Dramaturgie Marie-Claude Verdier
Assistance à la mise en scène Alexandra Sutto
Musique David Giguère
Direction artistique Sylvain Bélanger
Jean Hazel Christian Lapointe
Vidéo Lionel Arnould
Décor Jeau-François Labbé
Costumes Virginie Leclerc
Lumières Sonoyo Nishikawa
Archiviste de Sauvageau Raymond-Louis Laquerre
les mardis à 19 h
du mercredi au samedi à 20 h
le dimanche 4 octobre à 15 h
Rencontre avec l’équipe à l’issue de la représentation du 30 septembre
Sera aussi présenté au Théâtre Périscope de Québec du 10 au 28 novembre 2015
Coproduction Centre du Théâtre d'Aujourd'hui et Théâtre Blanc
Section vidéo
Yves Hébert Sauvageau est né à Waterloo en 1946. À l’âge de 19 ans, il remporte le premier et le troisième prix du concours des jeunes auteurs de Radio-Canada. Il termine sa formation à l’École Nationale de théâtre en 1968. On dit de lui qu’il est un acteur brillant, généreux et vif d’esprit, en plus d’être un auteur sensible, avant-gardiste et prometteur et qu’il avait le don d’emballer ses professeurs, de susciter admiration et fascination. Certains allaient même jusqu’à présager qu’il révolutionnerait carrément le théâtre québécois. Il est pourtant actuellement à peu près inconnu du grand public. C’est qu’il « n'a pas eu le temps d'acquérir ni le métier, ni le talent du génie dramatique qui l'habitaient et dont on retrouve un peu partout dans ses œuvres la trace, l'empreinte et le souffle », disait Jean-Claude Germain. Il est mort à 24 ans, en pleine crise d’Octobre, le jour même où les chars d’assaut sont entrés à Montréal. Il aurait consommé 36 capsules d’acide.
Sauvageau Sauvageau est un hommage à cet homme de théâtre parti trop tôt. C’est un collage de sept pièces et poèmes de l’auteur, assemblées de manière à former un dialogue entre le jeune Sauvageau de 24 ans, à l’aube de s’enlever la vie, et le Sauvageau qui aurait aujourd’hui 69 ans. C’est Christian Lapointe, le metteur en scène, qui, suite à un mandat du CEAD d’organiser une lecture publique sur l’œuvre du jeune prodige, aurait eu l’idée de mettre en relation ces deux Sauvageau. Il s’est donc affairé à relever les passages où il avait l’impression que l’auteur s’exprimait lui-même à travers ses personnages, puis il a fait, comme il le dit si bien, « un travail de petits points pour trouver les traces de son désir de mort et de son besoin d’être en vie ». Il en résulte un dialogue extrêmement touchant, quoique parfois difficile à suivre, où le jeune Sauvageau s’adresse à son aîné qui incarne son double, mais qui pourrait aussi représenter la figure paternelle ou même celle d’un amant.

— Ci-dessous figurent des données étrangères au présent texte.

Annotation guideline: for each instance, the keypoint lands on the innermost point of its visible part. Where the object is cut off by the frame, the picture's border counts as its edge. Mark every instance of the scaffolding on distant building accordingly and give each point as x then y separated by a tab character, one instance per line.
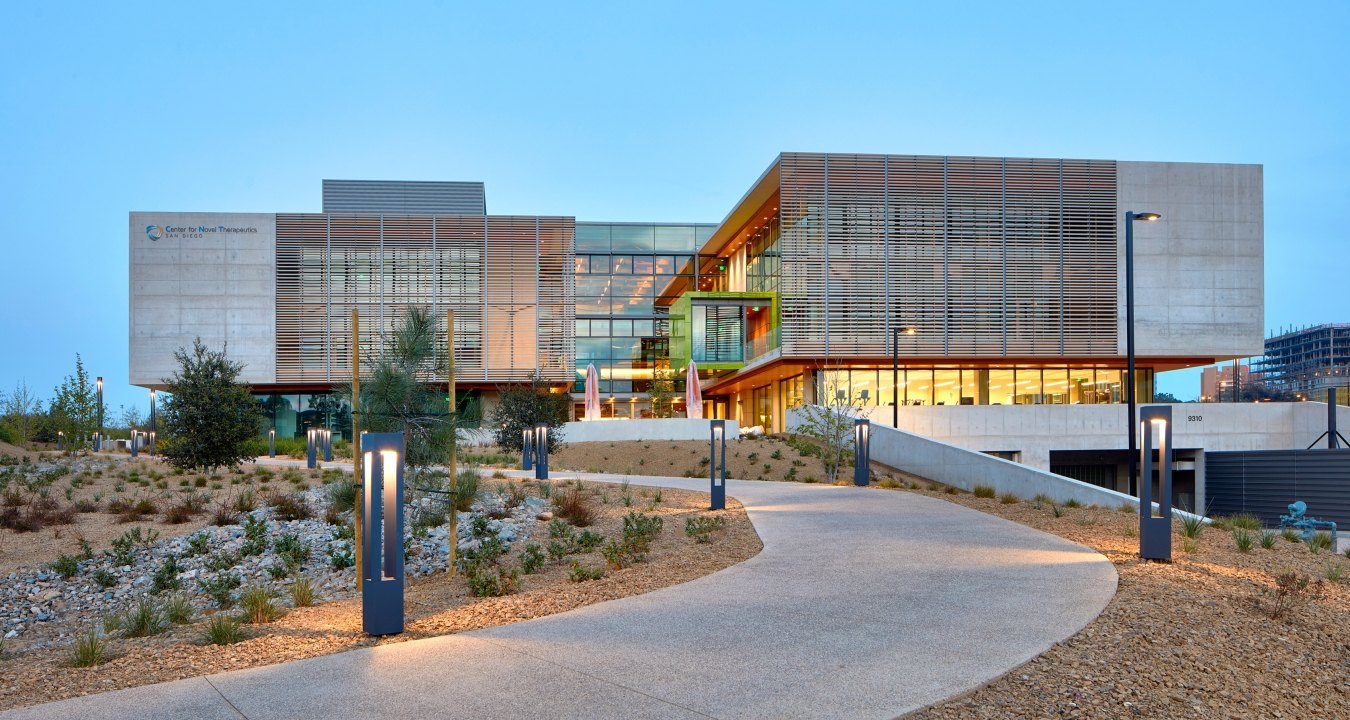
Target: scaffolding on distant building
1306	362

La pièce débute en toute simplicité avec des extraits d’entrevues où d’anciens collègues et professeurs d’Yves Hébert, de grands noms du théâtre tous décédés aujourd’hui, racontent Sauvageau, alors que des diapositives du jeune homme défilent. Cette simplicité demeure d’ailleurs tout au long de la pièce alors que les deux protagonistes débattent, discutent ou s’emportent sur la vie, la mort, l’amour ou la société. À l’image de l’œuvre du principal concerné, la pièce ne repose pas sur une trame narrative classique. Il s’agit de tableaux morcelés, tournants autour de thématiques récurrentes, qui s’enchaînent avec fluidité. L’accent est mis sur les mots du poète, des mots aux images fortes et qui sont terriblement d’actualité. Cette longue logorrhée force l’attention du spectateur, bombardé par l’émotion et l’urgence de vivre de l’auteur. Le texte est porté avec force et passion par les deux comédiens, Paul Savoie et Gabriel Szabo, qui ont une présence incroyable sur scène. La musique originale de David Giguère plonge l’assistance dans un univers à la fois nostalgique et lumineux. Émanant d’un piano ouvert dont les notes s’enfoncent toutes seules, image poétique forte, elle rythme la pièce durant une bonne partie du spectacle.
Il est étonnant de voir cette dualité récurrente dans l’œuvre du jeune homme, entre le désir de mourir et le besoin de vivre, mise en lumière dans Sauvageau Sauvageau. C’est un peu comme si, déjà, à travers ses textes, il apprivoisait l’idée de son destin tragique.